Il pilota tedesco si è detto certo che il futuro della Formula E sia luminoso nonostante l'abbandono di due Case importanti come Audi e BMW che lasceranno la serie alla fine del 2021.

Gunther è certo: "Il futuro della Formula E è solido"

Nello scorso mese di dicembre la Formula E ha subito un duro colpo quando Audi e BMW hanno annunciato l’addio alla serie al termine della stagione 2021 diventando così i primi costruttori ad abbandonare la categoria.

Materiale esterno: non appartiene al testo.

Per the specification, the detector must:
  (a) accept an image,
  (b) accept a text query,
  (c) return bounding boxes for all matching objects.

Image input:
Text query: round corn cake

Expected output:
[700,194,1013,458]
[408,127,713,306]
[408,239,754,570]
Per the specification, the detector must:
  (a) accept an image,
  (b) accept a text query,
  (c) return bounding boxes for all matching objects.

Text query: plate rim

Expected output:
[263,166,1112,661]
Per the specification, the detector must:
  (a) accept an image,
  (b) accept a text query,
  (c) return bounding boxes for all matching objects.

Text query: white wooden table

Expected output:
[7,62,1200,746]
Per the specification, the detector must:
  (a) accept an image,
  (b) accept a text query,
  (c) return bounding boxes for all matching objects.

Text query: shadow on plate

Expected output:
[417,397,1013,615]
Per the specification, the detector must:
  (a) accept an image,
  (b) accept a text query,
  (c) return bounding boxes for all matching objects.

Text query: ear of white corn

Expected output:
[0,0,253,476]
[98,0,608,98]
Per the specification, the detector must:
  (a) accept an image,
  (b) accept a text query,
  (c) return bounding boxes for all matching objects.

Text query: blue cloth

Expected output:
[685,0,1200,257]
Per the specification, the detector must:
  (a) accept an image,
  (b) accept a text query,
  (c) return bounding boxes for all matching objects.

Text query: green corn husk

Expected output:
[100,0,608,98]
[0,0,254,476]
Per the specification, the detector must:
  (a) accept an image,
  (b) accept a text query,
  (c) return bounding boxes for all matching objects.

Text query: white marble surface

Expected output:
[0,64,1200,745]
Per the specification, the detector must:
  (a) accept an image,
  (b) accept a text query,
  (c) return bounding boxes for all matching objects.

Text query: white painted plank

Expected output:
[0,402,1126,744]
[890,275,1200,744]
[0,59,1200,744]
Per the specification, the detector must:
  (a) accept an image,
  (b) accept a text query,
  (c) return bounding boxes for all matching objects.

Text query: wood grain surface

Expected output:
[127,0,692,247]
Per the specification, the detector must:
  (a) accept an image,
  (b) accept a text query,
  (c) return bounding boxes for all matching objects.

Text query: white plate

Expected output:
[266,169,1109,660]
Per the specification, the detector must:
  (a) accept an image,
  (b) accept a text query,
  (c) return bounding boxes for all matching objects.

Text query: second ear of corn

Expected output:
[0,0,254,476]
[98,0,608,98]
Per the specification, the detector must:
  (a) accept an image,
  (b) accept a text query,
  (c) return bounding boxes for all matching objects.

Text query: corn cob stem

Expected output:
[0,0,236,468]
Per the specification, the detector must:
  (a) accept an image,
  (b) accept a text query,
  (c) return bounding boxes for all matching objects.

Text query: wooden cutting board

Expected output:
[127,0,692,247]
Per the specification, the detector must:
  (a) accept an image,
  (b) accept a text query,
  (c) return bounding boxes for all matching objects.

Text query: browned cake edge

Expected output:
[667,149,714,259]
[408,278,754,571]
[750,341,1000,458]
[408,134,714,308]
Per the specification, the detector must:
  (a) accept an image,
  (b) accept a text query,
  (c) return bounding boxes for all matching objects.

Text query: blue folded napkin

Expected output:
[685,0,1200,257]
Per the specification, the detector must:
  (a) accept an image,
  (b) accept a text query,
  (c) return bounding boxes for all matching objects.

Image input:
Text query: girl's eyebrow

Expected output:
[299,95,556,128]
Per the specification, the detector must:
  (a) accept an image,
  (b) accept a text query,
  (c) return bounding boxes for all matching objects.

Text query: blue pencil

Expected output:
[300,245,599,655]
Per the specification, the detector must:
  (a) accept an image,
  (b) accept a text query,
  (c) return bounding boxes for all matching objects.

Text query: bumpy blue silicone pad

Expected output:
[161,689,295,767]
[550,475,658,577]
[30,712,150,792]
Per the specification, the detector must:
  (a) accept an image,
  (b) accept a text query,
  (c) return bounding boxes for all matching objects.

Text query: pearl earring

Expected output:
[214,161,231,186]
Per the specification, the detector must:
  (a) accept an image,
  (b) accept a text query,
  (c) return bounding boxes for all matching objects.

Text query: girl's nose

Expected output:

Fino ad oggi soltanto Mahindra e DS sono state le uniche Case ad impegnarsi pubblicamente per l’imminente era Gen3, anche se ci si aspetta che nei prossimi mesi arriveranno le firme di altre squadre.

Anche marchi ancora non ufficialmente impegnati nella categoria, come la McLaren, hanno fatto presente il loro interesse per una partecipazione futura.

Tra i piloti che verranno coinvolti dall’addio dei costruttori c’è Maximilian Gunther. Il tedesco correrà anche in questa stagione con i colori della BMW, ma nonostante l’addio della Casa si è detto fiducioso sul futuro della Formula E.

“Dal mio punto di vista vedo un futuro radioso. Certo, è un peccato che Audi e BMW hanno deciso di uscire, ma credo ci siano molti costruttori interessati ad unirsi al campionato. E’ una categoria intoccabile ed è una delle serie più importanti al mondo”.

Dopo la sua partecipazione al campionato di Formula 2, Gunther ha indirizzato la sua carriera in Formula E debuttando con il team Dragon Racing nella stagione 2018/2019. Il tedesco, a differenza di altri colleghi, ha però deciso di concentrarsi unicamente sulla serie elettrica.

Oggi, però, il 23enne si è detto affascinato dalla nuova categoria LMDh che correrà sia nel WEC che in IMSA, ma ha sottolineato come la Formula E rimanga la sua priorità.

“Al momento non c’è nulla che possa dire” ha dichiarato Guther a Motorsport.com, “Ma mai dire mai. Nel futuro il mio programma principale resterà la Formula E. Voglio continuare a correre in questo campionato del mondo”.

“Tuttavia ci sono anche altre categorie che mi interessano, come ad esempio la LMDh. Penso che nei prossimi anni ci saranno alcune grandi opportunità ed è un qualcosa che mi entusiasma perché vorrei fare come altri piloti che oltre alla Formula E corrono anche in altre serie”.

“Quando arriverà il momento prenderò la mia scelta e vedrò quale impegno affiancare alla Formula E, ma nel mio futuro la priorità resta sempre quest’ultima. Le Hypercar e le LMDh è un qualcosa che potrò svolgere in parallelo”.